XLM-RoBERTa 40-Language NER Pipeline

Description

This pretrained pipeline is built on the top of xlm_roberta_token_classifier_ner_40_lang model.

Predicted Entities

Download Copy S3 URI

How to use


pipeline = PretrainedPipeline("xlm_roberta_token_classifier_ner_40_lang_pipeline", lang = "xx")

pipeline.annotate(["My name is John and I work at John Snow Labs.", "انا اسمي احمد واعمل في ارامكو"])

val pipeline = new PretrainedPipeline("xlm_roberta_token_classifier_ner_40_lang_pipeline", lang = "xx")
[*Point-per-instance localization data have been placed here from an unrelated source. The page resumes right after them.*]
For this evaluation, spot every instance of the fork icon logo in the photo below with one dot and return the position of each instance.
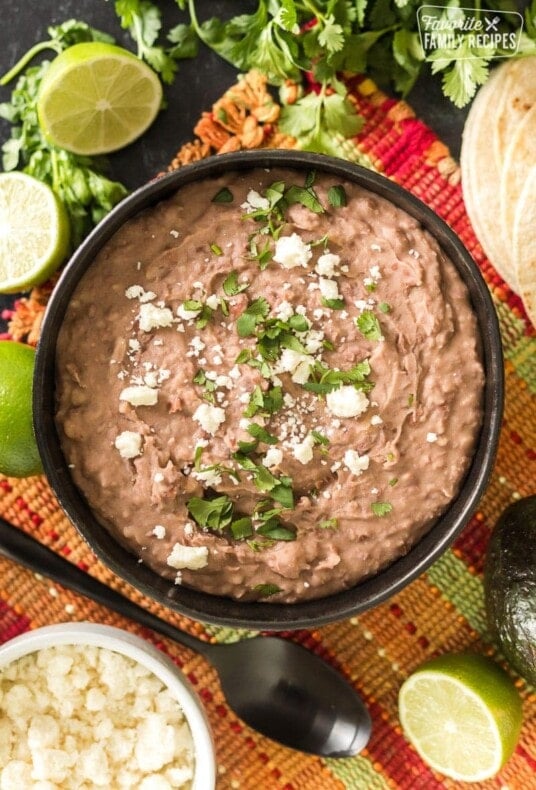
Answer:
(491, 24)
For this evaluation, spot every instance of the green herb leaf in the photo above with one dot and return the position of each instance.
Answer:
(368, 325)
(337, 196)
(231, 286)
(212, 513)
(306, 196)
(381, 508)
(276, 531)
(242, 528)
(252, 315)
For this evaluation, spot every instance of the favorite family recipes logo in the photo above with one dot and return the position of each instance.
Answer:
(469, 32)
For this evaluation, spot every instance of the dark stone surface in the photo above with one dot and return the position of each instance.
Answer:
(199, 83)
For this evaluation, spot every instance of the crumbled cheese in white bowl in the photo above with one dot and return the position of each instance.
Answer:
(85, 705)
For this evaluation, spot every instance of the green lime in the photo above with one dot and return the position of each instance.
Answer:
(19, 456)
(463, 714)
(34, 232)
(96, 98)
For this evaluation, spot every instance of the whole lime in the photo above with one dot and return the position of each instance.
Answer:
(19, 456)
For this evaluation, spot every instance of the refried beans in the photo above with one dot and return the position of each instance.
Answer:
(269, 386)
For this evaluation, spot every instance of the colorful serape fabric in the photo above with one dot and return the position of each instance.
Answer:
(442, 611)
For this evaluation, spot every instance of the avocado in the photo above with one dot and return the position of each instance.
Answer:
(510, 585)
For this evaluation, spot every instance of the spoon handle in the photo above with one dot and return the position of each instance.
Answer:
(16, 545)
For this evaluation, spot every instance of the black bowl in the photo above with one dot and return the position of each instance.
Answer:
(220, 610)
pipeline.annotate(Array("My name is John and I work at John Snow Labs.", "انا اسمي احمد واعمل في ارامكو"))

Results


+--------------+---------+
|chunk         |ner_label|
+--------------+---------+
|John          |PER      |
|John Snow Labs|ORG      |
|احمد          |PER      |
|ارامكو        |ORG      |
+--------------+---------+

Model Information

Model Name: xlm_roberta_token_classifier_ner_40_lang_pipeline
Type: pipeline
Compatibility: Spark NLP 4.0.0+
License: Open Source
Edition: Official
Language: xx
Size: 967.7 MB

Included Models

  • DocumentAssembler
  • SentenceDetector
  • TokenizerModel
  • XlmRoBertaForTokenClassification
  • NerConverter
  • Finisher